What did Atea (AVIR) announce about AT-587 at CROI 2026?

AT-587 showed potent in vitro activity and was chosen as the HEV lead candidate. According to the company, AT-587 and AT-2490 were 30–150-fold more potent than sofosbuvir and ribavirin and generated high active metabolite levels in human liver cells without observed toxicity.

When does Atea (AVIR) plan to start Phase 1 testing for AT-587?

Atea plans to initiate a Phase 1 program for AT-587 mid-2026. According to the company, this follows selection of AT-587 as lead for the HEV program after the presented preclinical results at CROI 2026.

How did AT-587 perform versus existing HEV treatments in preclinical tests?

AT-587 outperformed sofosbuvir and ribavirin in vitro by 30–150-fold. According to the company, these comparisons reflect antiviral potency in cell assays, not clinical efficacy in patients.

Did Atea report any safety concerns for AT-587 in the CROI 2026 presentation?

No preclinical toxicity was observed for AT-587 or AT-2490 in the reported studies. According to the company, both compounds showed no toxicity in the in vitro assays alongside strong antiviral activity.

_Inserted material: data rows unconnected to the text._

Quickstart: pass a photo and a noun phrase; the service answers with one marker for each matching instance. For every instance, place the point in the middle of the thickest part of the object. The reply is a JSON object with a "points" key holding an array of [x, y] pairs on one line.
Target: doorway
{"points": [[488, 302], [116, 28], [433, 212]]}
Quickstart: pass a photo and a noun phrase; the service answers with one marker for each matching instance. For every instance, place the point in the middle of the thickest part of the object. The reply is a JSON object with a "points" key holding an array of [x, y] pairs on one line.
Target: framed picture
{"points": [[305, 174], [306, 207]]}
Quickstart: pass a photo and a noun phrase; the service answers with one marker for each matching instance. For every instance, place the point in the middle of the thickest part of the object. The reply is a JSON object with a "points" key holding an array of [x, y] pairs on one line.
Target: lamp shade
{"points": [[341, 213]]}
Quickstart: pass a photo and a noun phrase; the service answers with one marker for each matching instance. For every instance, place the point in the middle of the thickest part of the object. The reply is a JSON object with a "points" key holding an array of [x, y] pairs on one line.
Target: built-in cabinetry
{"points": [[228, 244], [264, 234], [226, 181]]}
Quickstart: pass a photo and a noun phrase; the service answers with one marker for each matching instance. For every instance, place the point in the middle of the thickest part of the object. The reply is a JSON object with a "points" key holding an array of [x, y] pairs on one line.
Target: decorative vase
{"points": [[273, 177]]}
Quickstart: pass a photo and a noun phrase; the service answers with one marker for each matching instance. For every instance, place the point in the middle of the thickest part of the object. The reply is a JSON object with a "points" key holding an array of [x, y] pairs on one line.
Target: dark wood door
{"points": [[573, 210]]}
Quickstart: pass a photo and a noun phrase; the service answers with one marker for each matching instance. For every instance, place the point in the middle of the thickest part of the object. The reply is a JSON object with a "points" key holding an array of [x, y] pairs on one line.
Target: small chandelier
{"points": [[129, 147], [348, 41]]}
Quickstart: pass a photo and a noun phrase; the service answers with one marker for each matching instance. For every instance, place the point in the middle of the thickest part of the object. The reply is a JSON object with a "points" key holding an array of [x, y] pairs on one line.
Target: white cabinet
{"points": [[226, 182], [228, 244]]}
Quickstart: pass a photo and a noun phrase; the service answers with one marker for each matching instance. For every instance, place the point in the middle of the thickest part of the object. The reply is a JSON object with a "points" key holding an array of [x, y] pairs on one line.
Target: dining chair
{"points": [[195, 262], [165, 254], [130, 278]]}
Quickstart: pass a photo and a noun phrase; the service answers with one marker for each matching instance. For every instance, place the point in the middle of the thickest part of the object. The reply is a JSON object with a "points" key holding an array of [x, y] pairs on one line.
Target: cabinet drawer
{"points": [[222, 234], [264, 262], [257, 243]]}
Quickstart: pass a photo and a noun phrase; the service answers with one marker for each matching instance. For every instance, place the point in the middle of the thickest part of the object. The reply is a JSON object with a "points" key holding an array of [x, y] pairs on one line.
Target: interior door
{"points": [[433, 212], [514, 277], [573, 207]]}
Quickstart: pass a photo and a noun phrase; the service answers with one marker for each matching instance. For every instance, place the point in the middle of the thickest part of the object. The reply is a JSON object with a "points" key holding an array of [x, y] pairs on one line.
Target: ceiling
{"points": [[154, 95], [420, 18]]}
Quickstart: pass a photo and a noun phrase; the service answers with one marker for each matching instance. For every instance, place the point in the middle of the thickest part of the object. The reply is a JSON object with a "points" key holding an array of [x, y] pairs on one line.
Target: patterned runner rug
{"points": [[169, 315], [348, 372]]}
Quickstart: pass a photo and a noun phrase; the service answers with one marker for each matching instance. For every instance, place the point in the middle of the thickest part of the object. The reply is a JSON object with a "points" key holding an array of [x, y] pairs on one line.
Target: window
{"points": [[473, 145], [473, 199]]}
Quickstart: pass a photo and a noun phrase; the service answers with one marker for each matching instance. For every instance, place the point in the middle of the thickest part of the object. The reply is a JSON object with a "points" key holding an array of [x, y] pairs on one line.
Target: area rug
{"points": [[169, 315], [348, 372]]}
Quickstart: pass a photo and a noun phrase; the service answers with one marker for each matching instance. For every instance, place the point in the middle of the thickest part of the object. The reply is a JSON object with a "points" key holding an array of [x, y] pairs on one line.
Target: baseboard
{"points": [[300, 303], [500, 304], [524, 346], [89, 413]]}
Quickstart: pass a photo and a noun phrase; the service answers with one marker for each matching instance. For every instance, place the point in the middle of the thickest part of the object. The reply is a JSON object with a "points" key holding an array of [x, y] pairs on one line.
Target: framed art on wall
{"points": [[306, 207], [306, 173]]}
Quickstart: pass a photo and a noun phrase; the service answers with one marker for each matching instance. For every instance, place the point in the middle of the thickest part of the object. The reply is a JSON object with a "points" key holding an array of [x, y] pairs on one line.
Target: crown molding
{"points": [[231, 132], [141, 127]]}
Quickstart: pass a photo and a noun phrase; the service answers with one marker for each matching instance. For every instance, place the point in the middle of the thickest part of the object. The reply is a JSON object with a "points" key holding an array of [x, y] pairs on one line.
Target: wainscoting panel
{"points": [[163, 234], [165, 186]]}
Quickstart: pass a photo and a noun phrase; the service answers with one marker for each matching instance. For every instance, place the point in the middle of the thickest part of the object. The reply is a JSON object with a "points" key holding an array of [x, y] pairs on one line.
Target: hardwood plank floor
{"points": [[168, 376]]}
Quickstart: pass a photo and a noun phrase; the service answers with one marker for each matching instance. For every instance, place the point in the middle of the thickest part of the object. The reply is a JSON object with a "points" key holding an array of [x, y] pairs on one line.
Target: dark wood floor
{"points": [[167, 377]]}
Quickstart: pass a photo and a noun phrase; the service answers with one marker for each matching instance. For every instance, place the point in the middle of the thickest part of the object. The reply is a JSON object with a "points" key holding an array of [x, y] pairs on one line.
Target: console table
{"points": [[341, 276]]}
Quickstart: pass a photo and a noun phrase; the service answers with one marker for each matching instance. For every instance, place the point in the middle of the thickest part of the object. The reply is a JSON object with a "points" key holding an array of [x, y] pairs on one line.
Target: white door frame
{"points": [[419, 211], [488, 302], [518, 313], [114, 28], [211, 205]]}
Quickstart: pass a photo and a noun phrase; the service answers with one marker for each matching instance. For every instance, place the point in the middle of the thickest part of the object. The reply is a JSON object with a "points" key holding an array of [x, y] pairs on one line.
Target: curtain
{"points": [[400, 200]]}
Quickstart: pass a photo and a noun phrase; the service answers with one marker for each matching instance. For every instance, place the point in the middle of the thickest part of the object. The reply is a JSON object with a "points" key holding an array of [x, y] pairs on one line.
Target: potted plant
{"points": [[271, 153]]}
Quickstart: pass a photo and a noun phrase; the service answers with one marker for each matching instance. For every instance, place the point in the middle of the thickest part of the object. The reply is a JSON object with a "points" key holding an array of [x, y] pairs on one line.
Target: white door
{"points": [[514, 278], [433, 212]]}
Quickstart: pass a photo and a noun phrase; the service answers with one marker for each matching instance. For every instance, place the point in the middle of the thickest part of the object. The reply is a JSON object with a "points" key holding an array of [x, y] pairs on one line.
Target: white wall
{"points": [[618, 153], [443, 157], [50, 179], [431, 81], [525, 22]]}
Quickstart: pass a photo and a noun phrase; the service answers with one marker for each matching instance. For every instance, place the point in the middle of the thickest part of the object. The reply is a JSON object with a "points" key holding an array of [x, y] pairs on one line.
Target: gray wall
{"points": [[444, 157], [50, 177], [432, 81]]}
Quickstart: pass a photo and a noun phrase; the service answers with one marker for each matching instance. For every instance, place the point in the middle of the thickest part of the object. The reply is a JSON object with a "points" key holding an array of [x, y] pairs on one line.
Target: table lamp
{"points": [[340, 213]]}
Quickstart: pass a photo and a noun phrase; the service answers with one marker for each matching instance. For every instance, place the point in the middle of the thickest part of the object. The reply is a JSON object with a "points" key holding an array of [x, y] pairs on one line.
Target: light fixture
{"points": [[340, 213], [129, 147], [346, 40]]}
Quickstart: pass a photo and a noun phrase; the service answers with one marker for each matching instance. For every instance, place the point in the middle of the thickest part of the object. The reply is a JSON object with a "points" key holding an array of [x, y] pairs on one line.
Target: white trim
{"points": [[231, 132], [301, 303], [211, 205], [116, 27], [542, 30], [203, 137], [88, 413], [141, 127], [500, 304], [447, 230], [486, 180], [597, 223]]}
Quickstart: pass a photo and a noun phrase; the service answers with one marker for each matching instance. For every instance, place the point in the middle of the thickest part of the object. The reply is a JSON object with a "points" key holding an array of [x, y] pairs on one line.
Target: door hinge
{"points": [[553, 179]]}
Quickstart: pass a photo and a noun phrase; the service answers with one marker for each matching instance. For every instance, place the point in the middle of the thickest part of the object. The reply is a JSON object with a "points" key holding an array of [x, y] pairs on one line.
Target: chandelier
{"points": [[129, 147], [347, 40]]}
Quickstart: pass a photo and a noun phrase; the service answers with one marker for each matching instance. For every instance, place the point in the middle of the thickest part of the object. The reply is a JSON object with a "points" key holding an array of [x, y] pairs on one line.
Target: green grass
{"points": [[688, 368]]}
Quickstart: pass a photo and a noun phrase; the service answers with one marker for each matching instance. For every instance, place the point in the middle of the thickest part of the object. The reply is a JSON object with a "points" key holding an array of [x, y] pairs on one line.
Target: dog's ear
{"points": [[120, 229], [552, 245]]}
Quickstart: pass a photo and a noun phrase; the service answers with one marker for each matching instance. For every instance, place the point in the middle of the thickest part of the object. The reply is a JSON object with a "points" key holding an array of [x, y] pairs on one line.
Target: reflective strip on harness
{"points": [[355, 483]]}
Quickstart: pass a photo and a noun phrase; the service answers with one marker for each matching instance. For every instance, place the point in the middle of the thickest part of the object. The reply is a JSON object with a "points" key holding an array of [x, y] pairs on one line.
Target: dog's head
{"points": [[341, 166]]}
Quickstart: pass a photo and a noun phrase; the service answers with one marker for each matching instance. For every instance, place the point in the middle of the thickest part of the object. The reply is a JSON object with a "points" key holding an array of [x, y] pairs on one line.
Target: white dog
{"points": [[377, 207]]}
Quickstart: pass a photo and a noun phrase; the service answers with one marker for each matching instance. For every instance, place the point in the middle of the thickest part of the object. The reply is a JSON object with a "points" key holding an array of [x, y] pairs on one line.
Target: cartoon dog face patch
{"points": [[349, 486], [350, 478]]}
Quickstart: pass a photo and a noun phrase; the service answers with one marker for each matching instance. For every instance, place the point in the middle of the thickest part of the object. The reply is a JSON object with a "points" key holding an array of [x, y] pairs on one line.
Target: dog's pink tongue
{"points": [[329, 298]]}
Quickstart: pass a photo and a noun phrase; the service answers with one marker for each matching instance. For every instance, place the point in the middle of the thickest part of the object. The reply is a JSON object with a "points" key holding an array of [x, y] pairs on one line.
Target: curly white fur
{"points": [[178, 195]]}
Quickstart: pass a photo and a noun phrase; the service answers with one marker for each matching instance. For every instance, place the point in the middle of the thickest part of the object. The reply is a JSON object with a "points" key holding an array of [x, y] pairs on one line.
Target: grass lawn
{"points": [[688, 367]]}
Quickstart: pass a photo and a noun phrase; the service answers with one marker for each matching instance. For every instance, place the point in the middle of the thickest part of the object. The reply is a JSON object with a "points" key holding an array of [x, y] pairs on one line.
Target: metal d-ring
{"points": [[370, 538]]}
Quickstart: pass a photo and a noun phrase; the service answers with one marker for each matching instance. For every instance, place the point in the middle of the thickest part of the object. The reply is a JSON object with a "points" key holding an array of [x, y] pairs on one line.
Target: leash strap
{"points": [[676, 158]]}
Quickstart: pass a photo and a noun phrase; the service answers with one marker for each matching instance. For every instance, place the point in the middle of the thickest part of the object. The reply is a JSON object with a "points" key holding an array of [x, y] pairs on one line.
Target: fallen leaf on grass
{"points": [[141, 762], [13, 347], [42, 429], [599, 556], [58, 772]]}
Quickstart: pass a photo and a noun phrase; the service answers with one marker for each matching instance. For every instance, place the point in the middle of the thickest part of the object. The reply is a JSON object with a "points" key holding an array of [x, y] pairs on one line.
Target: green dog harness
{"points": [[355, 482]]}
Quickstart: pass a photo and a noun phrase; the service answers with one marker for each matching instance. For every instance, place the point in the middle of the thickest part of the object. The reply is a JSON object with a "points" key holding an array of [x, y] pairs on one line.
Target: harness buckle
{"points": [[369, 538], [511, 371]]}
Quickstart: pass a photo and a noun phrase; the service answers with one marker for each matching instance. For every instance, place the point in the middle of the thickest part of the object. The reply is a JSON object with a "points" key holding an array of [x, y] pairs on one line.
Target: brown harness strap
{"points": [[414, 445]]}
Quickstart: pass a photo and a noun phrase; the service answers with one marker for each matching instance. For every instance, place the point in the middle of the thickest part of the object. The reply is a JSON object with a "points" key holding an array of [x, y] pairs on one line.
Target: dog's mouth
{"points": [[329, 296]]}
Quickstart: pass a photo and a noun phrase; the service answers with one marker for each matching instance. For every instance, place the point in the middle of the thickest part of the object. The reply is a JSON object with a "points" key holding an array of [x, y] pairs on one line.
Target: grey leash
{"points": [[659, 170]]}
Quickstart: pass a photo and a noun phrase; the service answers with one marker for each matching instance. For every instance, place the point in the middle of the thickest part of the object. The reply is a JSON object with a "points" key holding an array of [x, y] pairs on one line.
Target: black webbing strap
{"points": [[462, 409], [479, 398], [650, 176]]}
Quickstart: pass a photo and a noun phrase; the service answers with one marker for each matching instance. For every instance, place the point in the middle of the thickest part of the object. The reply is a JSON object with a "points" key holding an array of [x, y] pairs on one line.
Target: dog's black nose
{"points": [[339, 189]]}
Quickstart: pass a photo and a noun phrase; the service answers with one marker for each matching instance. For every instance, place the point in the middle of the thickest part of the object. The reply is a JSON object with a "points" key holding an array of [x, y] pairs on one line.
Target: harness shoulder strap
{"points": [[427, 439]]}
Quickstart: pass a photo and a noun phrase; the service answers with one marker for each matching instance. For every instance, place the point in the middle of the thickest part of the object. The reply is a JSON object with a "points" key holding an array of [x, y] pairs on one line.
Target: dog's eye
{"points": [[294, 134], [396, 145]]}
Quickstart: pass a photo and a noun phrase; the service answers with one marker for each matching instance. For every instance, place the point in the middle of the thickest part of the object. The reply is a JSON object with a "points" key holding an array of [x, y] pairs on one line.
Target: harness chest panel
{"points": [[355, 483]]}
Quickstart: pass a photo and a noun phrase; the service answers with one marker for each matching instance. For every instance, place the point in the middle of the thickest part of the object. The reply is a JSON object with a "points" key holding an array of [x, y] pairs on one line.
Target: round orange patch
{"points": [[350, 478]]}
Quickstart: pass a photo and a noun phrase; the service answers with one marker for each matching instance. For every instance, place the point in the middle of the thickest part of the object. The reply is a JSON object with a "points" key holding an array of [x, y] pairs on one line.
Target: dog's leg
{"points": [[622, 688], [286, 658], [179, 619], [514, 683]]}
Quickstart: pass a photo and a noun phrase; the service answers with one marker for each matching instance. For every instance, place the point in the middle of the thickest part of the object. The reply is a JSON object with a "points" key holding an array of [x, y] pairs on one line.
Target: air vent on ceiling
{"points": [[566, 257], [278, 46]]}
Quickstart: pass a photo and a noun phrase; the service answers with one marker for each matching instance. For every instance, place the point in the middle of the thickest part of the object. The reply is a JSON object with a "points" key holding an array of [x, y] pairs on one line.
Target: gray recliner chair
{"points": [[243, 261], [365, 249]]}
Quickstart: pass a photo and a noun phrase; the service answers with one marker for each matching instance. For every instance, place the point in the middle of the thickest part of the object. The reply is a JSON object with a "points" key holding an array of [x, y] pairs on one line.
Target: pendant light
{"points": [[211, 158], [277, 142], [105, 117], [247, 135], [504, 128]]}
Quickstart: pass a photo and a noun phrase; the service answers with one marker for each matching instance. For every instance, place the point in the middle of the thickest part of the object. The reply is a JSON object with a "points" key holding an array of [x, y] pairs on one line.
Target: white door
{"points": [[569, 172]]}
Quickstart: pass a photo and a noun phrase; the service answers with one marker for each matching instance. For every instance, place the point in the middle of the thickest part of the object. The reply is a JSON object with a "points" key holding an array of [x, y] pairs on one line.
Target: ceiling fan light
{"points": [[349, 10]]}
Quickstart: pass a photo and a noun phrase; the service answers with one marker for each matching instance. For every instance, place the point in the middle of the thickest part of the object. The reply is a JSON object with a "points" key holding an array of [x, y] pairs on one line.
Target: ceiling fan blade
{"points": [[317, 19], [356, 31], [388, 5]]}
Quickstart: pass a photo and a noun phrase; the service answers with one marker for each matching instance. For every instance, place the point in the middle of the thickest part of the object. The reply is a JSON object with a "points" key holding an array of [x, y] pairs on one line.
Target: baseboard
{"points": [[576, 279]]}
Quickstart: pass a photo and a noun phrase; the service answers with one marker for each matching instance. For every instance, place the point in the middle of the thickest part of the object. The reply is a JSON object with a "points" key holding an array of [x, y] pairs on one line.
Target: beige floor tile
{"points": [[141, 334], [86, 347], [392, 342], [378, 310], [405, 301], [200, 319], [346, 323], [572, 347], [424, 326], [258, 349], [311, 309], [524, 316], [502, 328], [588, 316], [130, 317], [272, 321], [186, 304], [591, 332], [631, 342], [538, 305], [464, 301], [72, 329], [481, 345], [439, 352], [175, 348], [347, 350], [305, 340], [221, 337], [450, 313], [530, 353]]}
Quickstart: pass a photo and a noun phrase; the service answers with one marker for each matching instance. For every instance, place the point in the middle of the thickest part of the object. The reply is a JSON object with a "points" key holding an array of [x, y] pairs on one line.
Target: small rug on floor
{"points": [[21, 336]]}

Is there an approved antiviral for hepatitis E (HEV) today?

There is currently no approved antiviral therapy for HEV. According to the company, off-label options have limited efficacy and tolerability, highlighting an unmet medical need for immunocompromised patients at risk of rapid progression.

What evidence supports AT-587 acting in the liver, the tissue of interest for HEV?

AT-587 produced high amounts of its active metabolite in human liver cells in vitro. According to the company, this indicates target-tissue activation consistent with its proposed oral nucleotide analog mechanism.